Generally speaking, this code really does need to move more towards being a tree-to-tree transformation, rather than string-to-string. But, in partcular, the congocc.jar already contains all the classes for the Python and C# AST's. (This has been the case since early this year.) There are already all the nodes in org.congocc.parser.python.ast and org.congocc.parser.csharp.ast respectively. They are all empty classes, but you can inject functiionality into them by editing the files PythonInternal.ccc and CSharpInternal.ccc respectively.

Well, I mean to say, this proposed approach, reusing the generated AST for the Python and CSharp grammars is bound to result in a much more elegant and appealing solution. I'm quite sure of this. In particular, this humongous method can surely be refactored to use the built-in tree-walking Node.Visitor API that we have. And, in any case, this would result in more overall code reuse.

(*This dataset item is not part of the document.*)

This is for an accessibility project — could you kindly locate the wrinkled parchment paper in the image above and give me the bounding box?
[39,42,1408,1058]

Well, if you want me to have a go at it to sort of show the way, I could do that, I guess. But I think you have the wherewithal to get going on it. And if you have any questions, by all means. I think the transpilation thing is fairly promising and I have speculated that we could even make a separate standalone tool out of it, but I think we need to get things on a somewhat more solid basis, if you see what I mean...

vsajip commented 9 months ago

I mean, the way it was written (and there must be other cases of this) it really does give off a code smell, to put it mildly.

Sure. I think the Joe Armstrong aphorism "Make it work, then make it beautiful" applies here - this is some of the earliest code I added to JavaCC21, before I really knew much about the existing code. I was working to prove the transpilation approach as quickly as possible.

I mean, seriously, does that really make much sense?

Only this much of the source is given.